SHELTER WATCH: Pols tell mayor not to pit neighborhoods against each other
Nov 07, 2018 | 723 views | 0 0 comments | 44 44 recommendations | email to a friend | print
Local elected officials continue to plead with the mayor to reject new homeless shelters in their communities.

In a November 2nd letter to de Blasio, Assembly members Cathy Nolan and Brian Barnwell said the many homeless hotels operating in their districts, including the Holiday Inn Express, have not been run well.

“They are not addressing community concerns,” they wrote. “We are compassionate, but the negative impacts for both homeless and community have been real.”

The state lawmakers expressed their staunch opposition to converting PS 9 in Maspeth into a shelter because “a school building is not an appropriate location to place homeless individuals.”

They also made the case that District 24 is already one of the most overcrowded districts in the city. CEC 24 made this point last week.

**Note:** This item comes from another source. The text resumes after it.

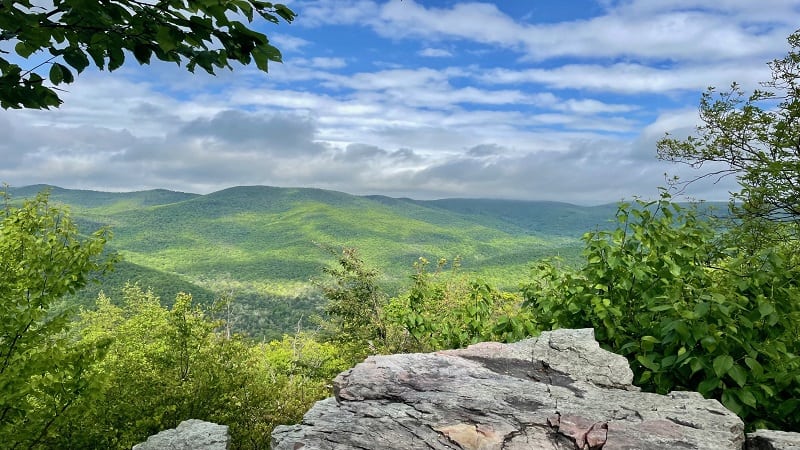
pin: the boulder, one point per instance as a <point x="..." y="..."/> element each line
<point x="190" y="434"/>
<point x="557" y="391"/>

“We need more schools, not fewer,” they wrote. “We support new school seats.”

Finally, they said, small residential neighborhoods like Ridgewood, Glendale, Maspeth and Middle Village in CB5, Sunnyside, Woodside and Long Island City in CB2, and Astoria and Dutch Kills in CB1 are, in many ways, underserved.

“They have no ability to absorb homeless populations,” they said. “We urge you not to pit Queens neighborhoods against each other.”

As they await de Blasio’s response, the mayor has made it clear a shelter will be opened in the area, regardless of opposition.